Now if they manufactured specific boxes of reeds that distinguished from which machine a box of V12 3.5 reeds eminated, perhaps that would make clearer the choice of what subset of V12 3.5's to use. For instance, there would be 5 types of V12 3.5's (perhaps in gradings of A,B,C,D,E for example) each letter denoting from what machine the reed was manufactured. Same strength, different machines, different qualities, separate out the 5 types - each having their own designated box and there's less waste per box for the consumer. More expensive for them? I doubt it. Not by much anyway. They could be marketed as V12 "select" in A,B,C etc, or some such thing.
BUT - and this is the big but - why shouldn't Vandoren leave well enough alone? Why should the industry leader in reed/mouthpiece sales around the world take a risk of "confusing the market" as the corporate line goes? Plus they say, if these variables within the factory were marketed as such it would be too costly for Vandoren, the distributors, etc. (and they then would have to pass it on to the consumer - another risk of losing market share being the raising of prices for the risk of making these distinctions that I'm talking about).

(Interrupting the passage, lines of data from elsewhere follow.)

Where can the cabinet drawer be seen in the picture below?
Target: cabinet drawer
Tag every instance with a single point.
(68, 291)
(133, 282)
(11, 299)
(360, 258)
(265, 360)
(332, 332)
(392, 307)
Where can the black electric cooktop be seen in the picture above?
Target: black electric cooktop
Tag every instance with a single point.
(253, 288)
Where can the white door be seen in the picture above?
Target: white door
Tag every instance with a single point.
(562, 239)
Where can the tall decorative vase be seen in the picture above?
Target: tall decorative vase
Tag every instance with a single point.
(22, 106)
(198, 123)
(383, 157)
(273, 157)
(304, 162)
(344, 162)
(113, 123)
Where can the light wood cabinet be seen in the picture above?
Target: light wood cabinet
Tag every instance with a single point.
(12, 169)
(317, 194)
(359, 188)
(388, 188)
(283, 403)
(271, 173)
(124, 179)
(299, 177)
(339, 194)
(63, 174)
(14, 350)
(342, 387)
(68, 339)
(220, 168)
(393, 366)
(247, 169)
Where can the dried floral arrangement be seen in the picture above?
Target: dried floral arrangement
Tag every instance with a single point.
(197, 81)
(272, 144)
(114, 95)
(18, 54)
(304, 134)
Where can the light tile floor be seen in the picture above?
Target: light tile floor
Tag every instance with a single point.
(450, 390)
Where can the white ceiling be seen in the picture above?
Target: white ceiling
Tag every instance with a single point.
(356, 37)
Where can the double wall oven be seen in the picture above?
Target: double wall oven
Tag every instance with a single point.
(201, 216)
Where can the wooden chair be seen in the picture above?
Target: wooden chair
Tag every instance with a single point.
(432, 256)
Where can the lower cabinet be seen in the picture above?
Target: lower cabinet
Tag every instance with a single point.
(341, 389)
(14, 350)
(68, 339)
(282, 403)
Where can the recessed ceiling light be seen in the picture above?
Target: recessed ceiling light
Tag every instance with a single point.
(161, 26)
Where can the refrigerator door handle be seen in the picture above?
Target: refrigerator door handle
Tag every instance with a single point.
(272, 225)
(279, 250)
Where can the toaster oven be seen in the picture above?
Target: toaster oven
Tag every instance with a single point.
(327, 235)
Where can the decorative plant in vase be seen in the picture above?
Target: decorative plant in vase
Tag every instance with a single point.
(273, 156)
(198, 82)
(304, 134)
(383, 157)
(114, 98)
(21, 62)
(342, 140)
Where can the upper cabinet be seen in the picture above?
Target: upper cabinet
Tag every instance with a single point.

If they truly believe it's in the best interest of the world's clarinetists to have FEWER distinctions made available for our choice, knowing better than we do about what we need, then in my opinion they are more concerned with the bottom line than pleasing the huge variety of clarinetists worldwide as they say they want to do.
Putting a "variety of reeds" in each box for the varying needs of differing clarinetists? Sure...it's called mass marketing, that's all.